By Rashaad Jorden (Yamagata-ken, 2008-10) for JQ magazine. A former head of the JETAA Philadelphia Sub-Chapter, Rashaad is a graduate of Leeds Beckett University with a master’s degree in responsible tourism management. For more on his life abroad and enthusiasm for taiko drumming, visit his blog at www.gettingpounded.wordpress.com.
Earlier this year I explored Uprooted, an exhibition devoted to the Japanese American internment. Considering how many families were displaced following Pearl Harbor, “uprooted” is at the perfect word to describe how a lot of people’s lives were disrupted.
Uprooted also comes to mind when reading The Little Exile. Written by Jeanette Arakawa, the novel tells the story of Marie Mitsui, a Japanese American girl living in San Francisco, whose world is jolted after the events of December 7, 1941 as she and her family is forced to relocate to an internment camp in Arkansas. Based on her own life story (although some names in the book have been changed), Arakawa takes readers on a journey through the brutal challenges that many Japanese Americans faced.
At first, you might think that The Little Exile is an uneventful novel, as the first few chapters capture a seemingly carefree life that the Mitsuis enjoy (Marie has an older brother named Brian). They seem to be a typical American family—Marie’s parents run a dry cleaning shop where the whole family lives. She loves roller-skating with her friend Beverly and often spends time on the playground (She frequently wins amateur hour contests there).
However, San Francisco is not paradise for the Mitsuis—Brian learns from his father that due to “racial covenants,” the family is prohibited from buying houses in a certain neighborhood. In addition, classmates hurl racial slurs at Brian and Marie upon their arrival at the Lawton School in December 1940.
Things only get worse in December of the following year: Papa mentions to Brian that residents of Japantown are pelted with eggs and tomatoes. While authorities were harassing members of the community, you feel the immediate fear that Marie and many others in the community feel after Pearl Harbor. Of course, it probably isn’t a surprise that many Japanese Americans felt an immense sense of dread following Pearl Harbor, but Arakawa’s storytelling might introduce you to aspects of the Japanese American experience you might not have known about, such as the Mitsuis being placed under house arrest.
While at times there is a sense that The Little Exile may be lacking in some information about aspects of the Japanese American internment like Executive Order 9066, Arakawa definitely put some major events of World War II in the context of her personal life. When President Roosevelt announced restrictions on where “both aliens and non-aliens of Japanese ancestry” could live, that meant the Mitsuis had to move to Stockton, where they had family. In addition, when it was apparent that victory in Asia was inevitable, that meant that the Mitsuis would be leaving their camp.

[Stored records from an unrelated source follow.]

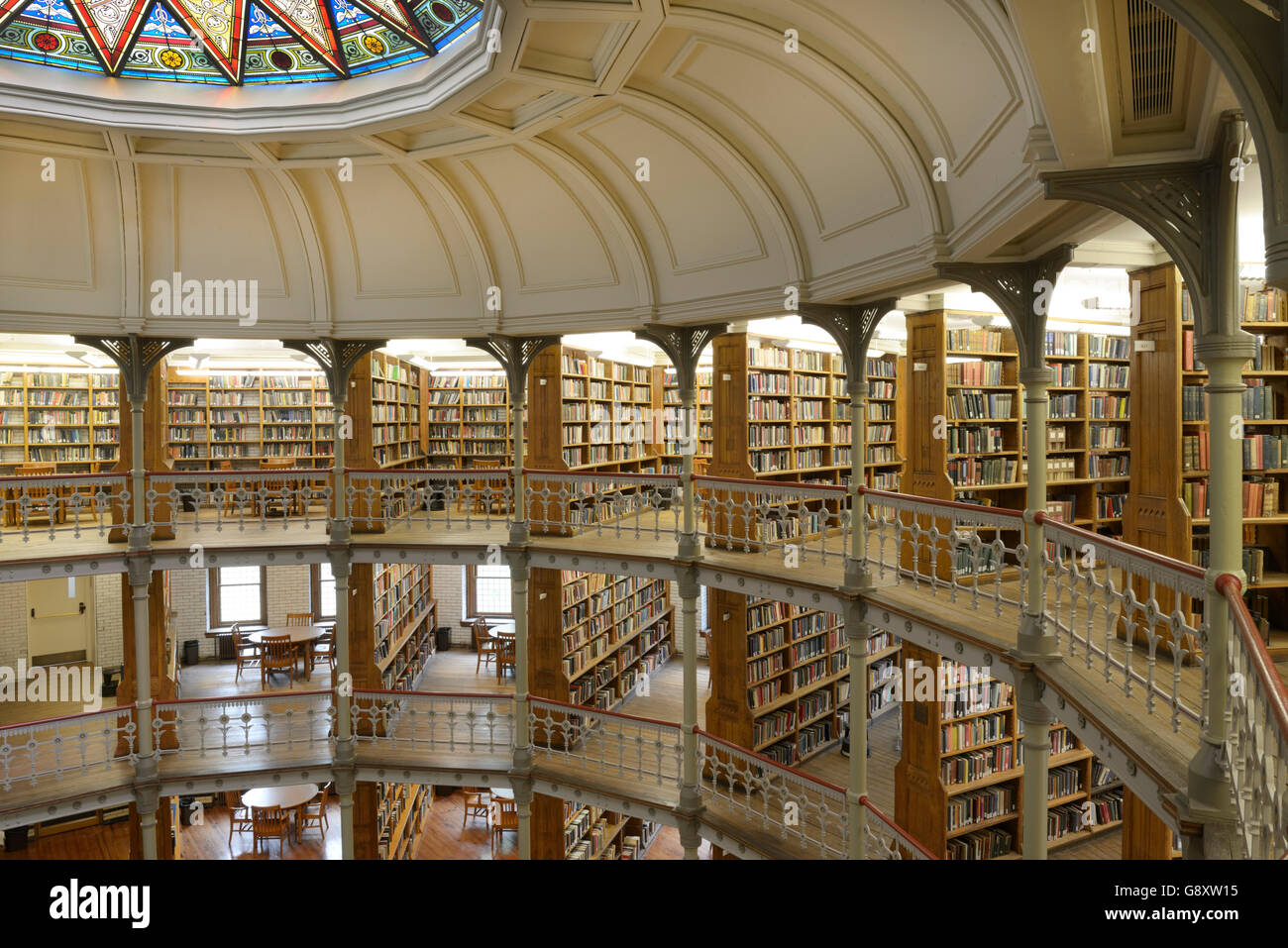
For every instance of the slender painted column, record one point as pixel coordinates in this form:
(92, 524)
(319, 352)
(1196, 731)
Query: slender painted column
(519, 574)
(691, 797)
(690, 546)
(1033, 638)
(343, 685)
(1209, 781)
(858, 634)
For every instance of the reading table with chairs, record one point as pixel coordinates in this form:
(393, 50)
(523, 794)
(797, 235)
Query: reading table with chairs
(278, 651)
(497, 809)
(267, 811)
(494, 642)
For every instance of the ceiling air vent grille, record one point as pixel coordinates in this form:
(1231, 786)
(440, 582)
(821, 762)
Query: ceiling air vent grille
(1151, 43)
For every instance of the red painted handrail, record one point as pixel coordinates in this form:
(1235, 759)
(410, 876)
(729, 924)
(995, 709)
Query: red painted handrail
(120, 708)
(1276, 693)
(1113, 544)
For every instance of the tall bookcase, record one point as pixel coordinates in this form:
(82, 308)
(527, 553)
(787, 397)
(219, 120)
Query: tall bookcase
(1167, 506)
(780, 675)
(245, 416)
(666, 401)
(391, 618)
(565, 830)
(595, 636)
(62, 417)
(468, 419)
(958, 784)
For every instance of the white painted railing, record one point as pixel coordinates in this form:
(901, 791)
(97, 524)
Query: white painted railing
(774, 517)
(604, 742)
(429, 498)
(239, 498)
(617, 505)
(58, 747)
(265, 724)
(1117, 607)
(50, 506)
(776, 798)
(1257, 742)
(973, 552)
(454, 723)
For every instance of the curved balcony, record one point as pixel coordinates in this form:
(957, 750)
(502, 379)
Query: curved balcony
(1131, 630)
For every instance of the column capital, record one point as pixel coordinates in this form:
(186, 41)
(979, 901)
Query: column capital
(136, 356)
(515, 355)
(338, 357)
(1189, 207)
(851, 326)
(683, 346)
(1021, 291)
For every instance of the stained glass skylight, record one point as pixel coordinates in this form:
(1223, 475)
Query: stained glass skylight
(232, 42)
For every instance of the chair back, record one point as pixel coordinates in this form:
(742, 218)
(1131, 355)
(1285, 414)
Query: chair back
(505, 651)
(268, 820)
(277, 651)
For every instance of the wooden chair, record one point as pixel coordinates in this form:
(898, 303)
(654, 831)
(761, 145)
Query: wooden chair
(43, 501)
(231, 488)
(239, 815)
(482, 502)
(313, 813)
(248, 653)
(268, 823)
(322, 652)
(484, 644)
(706, 638)
(505, 815)
(277, 657)
(503, 655)
(478, 801)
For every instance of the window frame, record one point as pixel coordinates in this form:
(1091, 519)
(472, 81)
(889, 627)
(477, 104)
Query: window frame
(316, 594)
(214, 587)
(472, 596)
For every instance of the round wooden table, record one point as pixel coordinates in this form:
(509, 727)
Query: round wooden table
(301, 636)
(290, 797)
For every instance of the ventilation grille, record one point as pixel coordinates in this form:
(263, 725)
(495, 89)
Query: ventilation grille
(1151, 44)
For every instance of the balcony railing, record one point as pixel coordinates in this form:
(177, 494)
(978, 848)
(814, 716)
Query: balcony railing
(802, 522)
(72, 504)
(429, 500)
(56, 747)
(241, 500)
(616, 505)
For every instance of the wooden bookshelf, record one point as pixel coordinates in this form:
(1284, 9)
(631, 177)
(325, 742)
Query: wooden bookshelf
(468, 420)
(958, 784)
(595, 635)
(391, 618)
(563, 830)
(246, 416)
(62, 417)
(1176, 440)
(588, 415)
(666, 401)
(781, 677)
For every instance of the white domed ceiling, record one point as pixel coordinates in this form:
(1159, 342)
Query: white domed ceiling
(565, 166)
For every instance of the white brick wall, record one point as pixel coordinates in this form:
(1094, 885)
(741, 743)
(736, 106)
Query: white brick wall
(450, 592)
(288, 590)
(107, 620)
(13, 622)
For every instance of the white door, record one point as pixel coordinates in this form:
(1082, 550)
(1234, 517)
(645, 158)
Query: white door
(60, 620)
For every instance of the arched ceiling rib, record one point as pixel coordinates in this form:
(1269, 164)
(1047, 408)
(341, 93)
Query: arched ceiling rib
(767, 168)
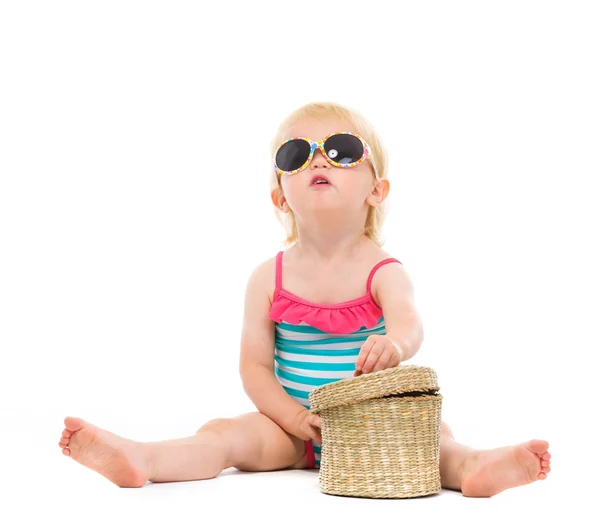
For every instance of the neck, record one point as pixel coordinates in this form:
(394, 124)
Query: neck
(329, 243)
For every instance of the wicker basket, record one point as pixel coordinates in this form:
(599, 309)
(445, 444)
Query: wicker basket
(380, 433)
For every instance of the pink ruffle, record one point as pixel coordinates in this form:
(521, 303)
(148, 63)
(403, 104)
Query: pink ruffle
(334, 319)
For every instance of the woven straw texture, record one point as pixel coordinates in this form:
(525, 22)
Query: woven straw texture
(381, 434)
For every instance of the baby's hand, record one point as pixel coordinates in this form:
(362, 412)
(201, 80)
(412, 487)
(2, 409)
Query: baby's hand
(308, 426)
(378, 353)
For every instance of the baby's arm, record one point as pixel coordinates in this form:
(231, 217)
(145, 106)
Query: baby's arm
(257, 355)
(392, 289)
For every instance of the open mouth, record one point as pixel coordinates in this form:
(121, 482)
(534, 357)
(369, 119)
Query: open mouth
(319, 180)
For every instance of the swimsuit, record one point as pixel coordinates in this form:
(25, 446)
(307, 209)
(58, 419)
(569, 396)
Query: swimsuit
(317, 344)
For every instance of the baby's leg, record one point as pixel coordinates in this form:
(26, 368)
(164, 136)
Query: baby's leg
(248, 442)
(484, 473)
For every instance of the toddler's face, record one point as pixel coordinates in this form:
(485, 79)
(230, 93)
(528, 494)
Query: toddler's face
(347, 189)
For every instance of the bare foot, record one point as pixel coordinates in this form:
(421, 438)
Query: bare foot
(118, 459)
(489, 472)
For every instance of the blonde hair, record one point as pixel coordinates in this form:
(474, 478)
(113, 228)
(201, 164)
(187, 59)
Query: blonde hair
(375, 215)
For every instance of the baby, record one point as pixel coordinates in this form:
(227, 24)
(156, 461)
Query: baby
(333, 305)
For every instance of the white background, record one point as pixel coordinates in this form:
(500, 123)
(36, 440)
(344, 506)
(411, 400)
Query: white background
(134, 204)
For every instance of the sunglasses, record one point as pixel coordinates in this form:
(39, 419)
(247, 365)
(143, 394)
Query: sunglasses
(341, 149)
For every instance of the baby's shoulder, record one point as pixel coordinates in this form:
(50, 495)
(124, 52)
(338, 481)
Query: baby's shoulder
(263, 277)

Indeed, more important that the hard historical anecdotes, The Little Exile conveys how emotional that period was for Arakawa. Anyone somewhat knowledgeable about the Japanese American internment probably realizes how grim that period that was for many people, which comes to life in the book. Not only are the Mitsuis assigned to one room in the barracks, but they ceased to exist in a sense: Arakawa wrote about no longer being Marie Mitsui as the government was concerned, but “a number,” as a number was her primary sense of identification.

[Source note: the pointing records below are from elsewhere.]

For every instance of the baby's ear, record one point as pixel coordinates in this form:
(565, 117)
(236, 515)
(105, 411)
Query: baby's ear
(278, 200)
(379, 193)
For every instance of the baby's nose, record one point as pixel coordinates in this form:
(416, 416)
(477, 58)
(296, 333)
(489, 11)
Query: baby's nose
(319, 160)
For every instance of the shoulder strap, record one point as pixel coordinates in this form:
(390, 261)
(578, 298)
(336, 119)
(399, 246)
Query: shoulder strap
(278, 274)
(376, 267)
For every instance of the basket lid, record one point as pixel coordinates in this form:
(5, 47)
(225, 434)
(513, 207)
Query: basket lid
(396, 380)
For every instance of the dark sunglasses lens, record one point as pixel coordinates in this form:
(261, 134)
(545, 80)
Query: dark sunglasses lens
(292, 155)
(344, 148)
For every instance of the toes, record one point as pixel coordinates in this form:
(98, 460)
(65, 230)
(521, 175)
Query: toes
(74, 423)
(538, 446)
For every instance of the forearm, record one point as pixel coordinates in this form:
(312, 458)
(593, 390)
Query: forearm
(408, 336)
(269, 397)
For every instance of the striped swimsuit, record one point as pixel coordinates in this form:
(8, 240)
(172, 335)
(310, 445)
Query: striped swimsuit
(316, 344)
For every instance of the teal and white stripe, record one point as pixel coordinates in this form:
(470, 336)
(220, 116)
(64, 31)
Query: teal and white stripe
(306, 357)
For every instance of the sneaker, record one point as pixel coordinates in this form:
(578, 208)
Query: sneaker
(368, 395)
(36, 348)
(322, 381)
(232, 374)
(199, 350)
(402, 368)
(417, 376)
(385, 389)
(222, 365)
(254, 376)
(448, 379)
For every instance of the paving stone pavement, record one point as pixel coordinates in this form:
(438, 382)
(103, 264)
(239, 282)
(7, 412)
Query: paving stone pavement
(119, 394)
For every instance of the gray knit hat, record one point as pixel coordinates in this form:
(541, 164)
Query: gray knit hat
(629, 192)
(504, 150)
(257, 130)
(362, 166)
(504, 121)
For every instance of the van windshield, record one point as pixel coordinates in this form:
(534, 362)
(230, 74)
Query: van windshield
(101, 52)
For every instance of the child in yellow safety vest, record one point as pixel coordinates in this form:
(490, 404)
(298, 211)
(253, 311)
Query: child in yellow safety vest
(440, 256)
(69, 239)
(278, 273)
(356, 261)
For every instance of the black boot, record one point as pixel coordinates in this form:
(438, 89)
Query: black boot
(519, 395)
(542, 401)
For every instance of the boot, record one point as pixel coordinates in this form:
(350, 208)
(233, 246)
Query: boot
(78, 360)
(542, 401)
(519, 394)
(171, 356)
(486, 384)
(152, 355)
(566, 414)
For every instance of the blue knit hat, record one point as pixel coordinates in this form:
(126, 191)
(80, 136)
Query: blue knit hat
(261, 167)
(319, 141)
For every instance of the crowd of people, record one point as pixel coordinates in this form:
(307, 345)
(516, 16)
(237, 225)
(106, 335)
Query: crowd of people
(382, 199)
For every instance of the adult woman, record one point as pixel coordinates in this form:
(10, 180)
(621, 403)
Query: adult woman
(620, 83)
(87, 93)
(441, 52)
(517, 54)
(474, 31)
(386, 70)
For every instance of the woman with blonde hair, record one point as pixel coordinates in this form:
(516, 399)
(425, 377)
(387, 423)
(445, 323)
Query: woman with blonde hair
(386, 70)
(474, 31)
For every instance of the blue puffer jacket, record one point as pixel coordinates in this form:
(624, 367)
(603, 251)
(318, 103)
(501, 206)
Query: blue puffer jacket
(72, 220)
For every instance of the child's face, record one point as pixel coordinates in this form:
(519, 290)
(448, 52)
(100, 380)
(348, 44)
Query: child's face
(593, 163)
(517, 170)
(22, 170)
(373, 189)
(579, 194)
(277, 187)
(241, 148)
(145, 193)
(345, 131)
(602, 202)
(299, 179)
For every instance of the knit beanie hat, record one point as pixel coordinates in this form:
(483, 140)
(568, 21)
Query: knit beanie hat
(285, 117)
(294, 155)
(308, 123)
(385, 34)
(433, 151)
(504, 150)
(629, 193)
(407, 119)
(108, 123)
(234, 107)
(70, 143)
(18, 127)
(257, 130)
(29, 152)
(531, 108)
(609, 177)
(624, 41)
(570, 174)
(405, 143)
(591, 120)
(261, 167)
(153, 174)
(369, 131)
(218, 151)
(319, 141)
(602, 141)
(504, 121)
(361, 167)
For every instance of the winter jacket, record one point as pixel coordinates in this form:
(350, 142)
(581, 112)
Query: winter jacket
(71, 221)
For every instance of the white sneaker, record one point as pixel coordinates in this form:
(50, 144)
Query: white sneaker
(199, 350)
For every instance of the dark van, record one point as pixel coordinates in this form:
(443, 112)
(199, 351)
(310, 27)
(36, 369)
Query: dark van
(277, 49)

Being an in-depth look at life in an internment camp, Arakawa takes you into a world that you might be unfamiliar with. Some of this world’s well-known aspects may at first seem unsurprising to the reader, such as arguments that become common knowledge to everyone in the camp due “everyone having ears to our walls,” as the author puts it. But The Little Exile does grab attention—you might be surprised at some parts of life in the internment camps, such as the internees actually being entertained (Marie’s father was part of the department that provided entertainment to the people in the camp). It seems strange that the government would provide such a service, but it happened.
There are no pictures in The Little Exile, so those reading about the Mitsuis life will have to visualize their world in their heads. Fortunately, the author provides more than enough information to do so. The Little Exile reveals a world of angst, but hope in a world that has been turned upside down.